Researchers in Australia are investigating the benefits of native essential oils, including lemon myrtle oil and eucalyptus oil, for animal welfare, productivity and sustainability in the Australian chicken meat industry.
“We’re determining if important essential oil compounds transfer through to the egg, and if they do, are they providing any significant benefit for the embryos’ health and robustness,” says Professor Eugeni Roura at the University of Queensland’s Queensland Alliance for Agriculture and Food Innovation. He noted that essential oils, which have pathogen-fighting, antimicrobial properties, were being introduced into the diet of breeder chickens to help support a robust microflora in the gut.
Popular native Australian essential oils including lemon myrtle oil and eucalyptus are being studied to determine if they better equip chicken embryos and hatchlings to fight disease.

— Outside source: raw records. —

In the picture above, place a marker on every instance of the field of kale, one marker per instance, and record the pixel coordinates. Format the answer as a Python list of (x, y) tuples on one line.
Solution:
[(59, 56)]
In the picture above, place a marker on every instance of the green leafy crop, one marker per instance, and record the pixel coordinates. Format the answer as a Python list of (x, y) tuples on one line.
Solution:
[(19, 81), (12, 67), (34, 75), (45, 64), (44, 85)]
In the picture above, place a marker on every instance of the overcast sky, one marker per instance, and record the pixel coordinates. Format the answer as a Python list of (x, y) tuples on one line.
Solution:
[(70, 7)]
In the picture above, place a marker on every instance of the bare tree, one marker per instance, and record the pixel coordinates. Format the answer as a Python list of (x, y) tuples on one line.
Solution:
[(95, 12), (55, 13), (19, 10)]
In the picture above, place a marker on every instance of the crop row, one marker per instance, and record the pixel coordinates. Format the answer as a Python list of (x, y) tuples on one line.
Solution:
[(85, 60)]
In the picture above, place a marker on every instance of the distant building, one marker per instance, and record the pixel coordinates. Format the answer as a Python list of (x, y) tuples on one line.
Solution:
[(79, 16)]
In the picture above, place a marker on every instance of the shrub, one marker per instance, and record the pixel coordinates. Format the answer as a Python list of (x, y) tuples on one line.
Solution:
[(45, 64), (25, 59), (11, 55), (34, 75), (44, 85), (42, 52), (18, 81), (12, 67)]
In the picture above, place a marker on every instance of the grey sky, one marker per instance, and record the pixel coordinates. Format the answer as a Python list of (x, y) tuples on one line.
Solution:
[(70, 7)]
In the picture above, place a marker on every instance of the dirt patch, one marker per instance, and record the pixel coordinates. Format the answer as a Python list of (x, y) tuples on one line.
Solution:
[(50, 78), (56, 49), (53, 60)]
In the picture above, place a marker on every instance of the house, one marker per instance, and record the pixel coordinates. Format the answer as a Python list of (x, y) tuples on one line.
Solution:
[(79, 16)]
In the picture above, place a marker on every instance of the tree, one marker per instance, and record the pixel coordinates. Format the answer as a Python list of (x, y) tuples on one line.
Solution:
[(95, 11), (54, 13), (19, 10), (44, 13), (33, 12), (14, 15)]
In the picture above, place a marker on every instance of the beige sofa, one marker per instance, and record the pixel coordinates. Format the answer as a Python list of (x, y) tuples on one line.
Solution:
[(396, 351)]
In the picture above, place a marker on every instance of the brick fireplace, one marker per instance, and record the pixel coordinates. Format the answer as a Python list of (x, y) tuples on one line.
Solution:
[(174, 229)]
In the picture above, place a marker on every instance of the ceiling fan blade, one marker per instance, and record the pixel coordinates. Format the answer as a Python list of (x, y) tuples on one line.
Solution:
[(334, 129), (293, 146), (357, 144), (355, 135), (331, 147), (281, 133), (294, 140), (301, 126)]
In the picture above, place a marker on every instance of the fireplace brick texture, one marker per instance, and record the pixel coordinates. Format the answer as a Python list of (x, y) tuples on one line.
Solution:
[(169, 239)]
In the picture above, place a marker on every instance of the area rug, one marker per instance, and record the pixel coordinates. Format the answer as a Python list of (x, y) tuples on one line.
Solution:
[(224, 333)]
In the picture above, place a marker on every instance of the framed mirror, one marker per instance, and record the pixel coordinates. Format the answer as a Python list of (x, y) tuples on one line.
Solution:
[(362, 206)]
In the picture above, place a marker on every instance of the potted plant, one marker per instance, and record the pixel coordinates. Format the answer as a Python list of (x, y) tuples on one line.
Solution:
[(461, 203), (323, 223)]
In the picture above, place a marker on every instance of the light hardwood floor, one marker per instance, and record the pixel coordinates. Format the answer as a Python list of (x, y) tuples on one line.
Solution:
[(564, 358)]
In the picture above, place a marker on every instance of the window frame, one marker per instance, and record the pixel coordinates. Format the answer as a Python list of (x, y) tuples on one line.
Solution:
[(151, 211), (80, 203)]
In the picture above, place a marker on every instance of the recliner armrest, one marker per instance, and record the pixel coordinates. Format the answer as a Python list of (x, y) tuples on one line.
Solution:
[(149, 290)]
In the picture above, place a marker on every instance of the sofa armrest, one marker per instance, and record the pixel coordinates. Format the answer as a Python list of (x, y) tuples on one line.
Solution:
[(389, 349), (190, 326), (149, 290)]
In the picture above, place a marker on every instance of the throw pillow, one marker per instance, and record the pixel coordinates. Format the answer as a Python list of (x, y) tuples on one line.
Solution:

Photo: University of Queensland
In the first few hours after hatching, a broiler chick is more susceptible to environmental pathogens, but its defences and its natural gut microflora are not yet well established, says Roura.
Antioxidant, disease-fighting attributes
The research team is trialling Australian native essential oils including tea tree oil, lemon myrtle, nerolina, niaouli, anise myrtle, eucalyptus, and Tasmanian native pepper, which, according to one of the project leaders, Dr Marta Navarro, have reported strong antioxidant or disease-fighting attributes.
“This study is aiming to develop a nutritional programme to minimise disease in chicks to enhance productivity and sustainability,” she said, adding that essential oils could affect how bacteria communicated and spread, inhibiting the formation of bacterial biofilms, for example. “This may open new possibilities to target non-desirable populations of bacteria in the chick’s gut while it is still in the egg,” Navarro said.
Early growth and development
According to Navarro, the oils can stimulate appetite and digestion to “promote strong and vigorous early growth and development.”
In a ‘chicken or the egg’-scenario, another strategy being tested involves injecting essential oils and nutrients into fertile eggs using in-ovo injection technology.
The researchers are measuring multiple parameters and indicators of gut health during trials including microbiome composition, growth, overall embryo development, and the stage of development following fertilisation. Once hatched, the team will measure the chick’s growth and performance during the first 10-15 days of its life.